1

I have a given dataset with 1000 observations and 10 columns. Data can be found here. Every column represents a categorical variable with differing numbers of factor levels and are defined as such. Data is imported from csv like this:

raw_data <-read.csv2(directory+name.csv,colClasses=c(rep('factor',10)),na.strings=c(""))

R correctly imports the data and using str(raw_data) shows how many factor levels each variable has. Perfect so far.

enter image description here

I then take a random sample of 100 obervations from this data and save them to a new dataframe.

comp_data <- raw_data [sample(1:nrow(raw_data), 100), ]
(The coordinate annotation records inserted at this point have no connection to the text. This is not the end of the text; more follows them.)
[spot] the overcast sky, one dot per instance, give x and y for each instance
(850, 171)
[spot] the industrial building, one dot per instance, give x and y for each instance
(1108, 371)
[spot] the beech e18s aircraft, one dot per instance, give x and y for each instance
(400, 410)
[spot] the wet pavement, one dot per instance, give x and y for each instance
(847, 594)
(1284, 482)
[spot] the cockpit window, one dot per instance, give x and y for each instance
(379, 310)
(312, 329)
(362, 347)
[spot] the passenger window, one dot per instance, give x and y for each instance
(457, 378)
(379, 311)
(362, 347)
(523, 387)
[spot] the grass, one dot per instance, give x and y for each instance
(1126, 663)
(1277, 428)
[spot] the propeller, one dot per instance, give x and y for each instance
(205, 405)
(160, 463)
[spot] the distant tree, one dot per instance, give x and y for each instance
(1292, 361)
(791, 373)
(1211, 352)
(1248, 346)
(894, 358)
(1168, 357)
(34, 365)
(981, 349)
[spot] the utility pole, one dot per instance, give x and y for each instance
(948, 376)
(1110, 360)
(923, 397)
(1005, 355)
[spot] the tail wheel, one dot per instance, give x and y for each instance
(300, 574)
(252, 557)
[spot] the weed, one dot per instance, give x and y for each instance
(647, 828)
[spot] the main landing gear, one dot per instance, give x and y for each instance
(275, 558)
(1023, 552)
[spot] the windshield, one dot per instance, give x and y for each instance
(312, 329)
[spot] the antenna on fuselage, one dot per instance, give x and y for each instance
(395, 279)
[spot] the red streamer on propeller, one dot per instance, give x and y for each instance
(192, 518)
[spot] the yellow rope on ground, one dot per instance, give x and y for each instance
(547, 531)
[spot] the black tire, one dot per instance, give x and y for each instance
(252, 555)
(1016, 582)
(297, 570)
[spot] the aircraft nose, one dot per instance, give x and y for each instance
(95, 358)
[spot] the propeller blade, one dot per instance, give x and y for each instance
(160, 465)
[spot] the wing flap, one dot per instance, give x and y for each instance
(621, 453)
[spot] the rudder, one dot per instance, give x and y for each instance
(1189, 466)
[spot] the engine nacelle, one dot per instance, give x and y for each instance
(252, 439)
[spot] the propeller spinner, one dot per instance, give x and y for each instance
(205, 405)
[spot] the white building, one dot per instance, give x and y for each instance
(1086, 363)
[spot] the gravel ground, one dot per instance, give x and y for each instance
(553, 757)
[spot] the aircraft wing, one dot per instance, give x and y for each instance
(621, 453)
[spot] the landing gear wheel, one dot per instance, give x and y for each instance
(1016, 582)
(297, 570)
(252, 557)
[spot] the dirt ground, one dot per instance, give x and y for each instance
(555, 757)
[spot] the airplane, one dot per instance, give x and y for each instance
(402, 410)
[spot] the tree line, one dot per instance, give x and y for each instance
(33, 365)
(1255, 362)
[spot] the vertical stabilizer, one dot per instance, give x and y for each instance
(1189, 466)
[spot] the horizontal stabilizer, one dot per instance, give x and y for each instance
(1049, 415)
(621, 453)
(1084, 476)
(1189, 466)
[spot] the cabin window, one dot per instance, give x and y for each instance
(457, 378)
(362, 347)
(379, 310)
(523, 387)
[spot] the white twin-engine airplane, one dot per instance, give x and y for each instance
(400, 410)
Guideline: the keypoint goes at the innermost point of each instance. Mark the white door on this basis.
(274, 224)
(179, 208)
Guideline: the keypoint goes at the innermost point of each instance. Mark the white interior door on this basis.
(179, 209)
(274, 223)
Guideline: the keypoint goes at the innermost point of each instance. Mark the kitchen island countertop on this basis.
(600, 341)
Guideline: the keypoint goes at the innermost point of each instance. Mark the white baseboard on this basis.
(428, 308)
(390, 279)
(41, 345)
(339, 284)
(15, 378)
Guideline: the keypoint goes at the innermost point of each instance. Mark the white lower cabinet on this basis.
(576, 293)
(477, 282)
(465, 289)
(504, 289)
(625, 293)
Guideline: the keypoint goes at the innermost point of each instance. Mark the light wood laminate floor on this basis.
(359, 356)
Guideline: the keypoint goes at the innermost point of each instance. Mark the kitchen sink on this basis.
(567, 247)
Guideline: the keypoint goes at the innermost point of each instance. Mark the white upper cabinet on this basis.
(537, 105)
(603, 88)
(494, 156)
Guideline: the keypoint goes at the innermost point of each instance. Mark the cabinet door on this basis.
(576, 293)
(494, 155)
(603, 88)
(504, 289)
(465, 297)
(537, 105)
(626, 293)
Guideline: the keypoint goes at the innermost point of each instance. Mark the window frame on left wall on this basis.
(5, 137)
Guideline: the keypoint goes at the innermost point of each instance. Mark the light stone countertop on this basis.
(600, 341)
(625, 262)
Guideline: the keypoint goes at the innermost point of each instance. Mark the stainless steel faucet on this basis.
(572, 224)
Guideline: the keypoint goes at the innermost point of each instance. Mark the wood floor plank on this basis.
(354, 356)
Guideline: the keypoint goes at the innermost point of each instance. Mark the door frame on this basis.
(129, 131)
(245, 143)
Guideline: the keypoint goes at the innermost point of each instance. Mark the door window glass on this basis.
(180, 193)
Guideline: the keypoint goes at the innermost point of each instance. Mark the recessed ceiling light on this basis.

The problem that now arises is, that while sampling it may happen that not a single observation with a specific factorlevel has been drawn. Let´s say Education has 5 factor levels in the complete dataset (raw_data). Only 76 of the 1000 individuals have a "Partial Highschool" as Education. So it´s reasonable to assume, that sometimes during sampling not a single of those 76 observation will get drawn. In the sampled dataset (comp_data) there are now only 4 levels present in the data. But str(comp_data) shows that there are still 5 factorlevels. The number of factors has not been updated even though in reality there now only 4 levels and not 5.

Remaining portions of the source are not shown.